Improving ACS prediction in T2DM patients by addressing false records in electronic medical records using propensity score.
Journal:
Scientific reports
Published Date:
May 28, 2025
Abstract
Our study aims to improve the prediction performance of machine learning (ML) models by addressing false records (i.e., false positive, false negative, or missingness) in binary categorical variables in electronic medical records (EMRs) using propensity score (PS). This study used the EMRs of patients with type 2 diabetes mellitus (T2DM) treated with basal insulin at a tertiary university hospital in South Korea. We expanded the definition of PS into the probability of having a record for a binary variable given covariates. We calculated PS for the binary categorical variables in their EMRs and developed PS datasets. By utilizing various ML algorithms, we developed and validated ACS prediction models on 80% and 20% of the dataset, respectively.

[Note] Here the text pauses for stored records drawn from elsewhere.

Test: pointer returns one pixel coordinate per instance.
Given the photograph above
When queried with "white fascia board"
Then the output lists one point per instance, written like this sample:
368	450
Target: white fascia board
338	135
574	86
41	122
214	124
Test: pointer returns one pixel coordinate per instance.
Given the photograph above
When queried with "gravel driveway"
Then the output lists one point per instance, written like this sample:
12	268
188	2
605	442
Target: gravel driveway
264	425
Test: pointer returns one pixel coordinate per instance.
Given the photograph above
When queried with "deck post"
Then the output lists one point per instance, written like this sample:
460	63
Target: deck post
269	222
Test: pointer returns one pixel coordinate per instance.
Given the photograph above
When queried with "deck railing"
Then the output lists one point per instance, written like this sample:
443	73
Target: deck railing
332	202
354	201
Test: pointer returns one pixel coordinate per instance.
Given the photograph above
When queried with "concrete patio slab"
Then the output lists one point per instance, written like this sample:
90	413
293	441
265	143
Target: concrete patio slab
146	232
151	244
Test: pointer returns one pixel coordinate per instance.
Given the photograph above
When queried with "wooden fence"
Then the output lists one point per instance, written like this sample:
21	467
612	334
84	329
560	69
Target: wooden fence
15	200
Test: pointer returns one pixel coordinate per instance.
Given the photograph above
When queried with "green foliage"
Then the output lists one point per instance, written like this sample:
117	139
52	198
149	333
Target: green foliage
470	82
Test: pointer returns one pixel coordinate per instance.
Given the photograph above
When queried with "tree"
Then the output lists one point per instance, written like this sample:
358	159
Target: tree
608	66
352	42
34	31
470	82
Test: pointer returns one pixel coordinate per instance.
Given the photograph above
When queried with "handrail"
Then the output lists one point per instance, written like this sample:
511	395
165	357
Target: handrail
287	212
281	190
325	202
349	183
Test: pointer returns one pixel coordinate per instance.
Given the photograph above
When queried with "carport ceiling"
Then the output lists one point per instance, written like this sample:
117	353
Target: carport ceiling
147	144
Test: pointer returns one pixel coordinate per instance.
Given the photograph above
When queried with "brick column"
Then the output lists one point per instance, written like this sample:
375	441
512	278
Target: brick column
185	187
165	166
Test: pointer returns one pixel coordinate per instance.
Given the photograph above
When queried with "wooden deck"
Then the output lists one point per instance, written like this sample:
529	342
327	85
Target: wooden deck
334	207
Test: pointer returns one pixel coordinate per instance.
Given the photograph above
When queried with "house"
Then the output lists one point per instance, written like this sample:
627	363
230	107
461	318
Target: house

We evaluated model performance using accuracy, recall, precision, F1 score, and AUROC. Additionally, the Shapley Additive Explanation (SHAP) method was used to identify important clinical predictors of ACS. The study included 9,338 patients (with an average age of 60.2 years and 56.6% of whom were male) over 10,184 treatment periods. The most prevalent comorbidities were hypertension (31.5%) and dyslipidemia (28.9%). Notably, 6.9% experienced ACS during their insulin treatment. The ML models trained on PS datasets generally outperformed the models trained on raw datasets. The results of SHAP analysis showed that older age, higher baseline weight, higher baseline glucose, history of antithrombotic therapy, history of chest pain, and indicators of T2DM progression (e.g., senile cataract) were important ACS risk factors. We have developed an ACS prediction model with an improved performance and higher reliance on clinical predictors that are in alignment with current medical understanding.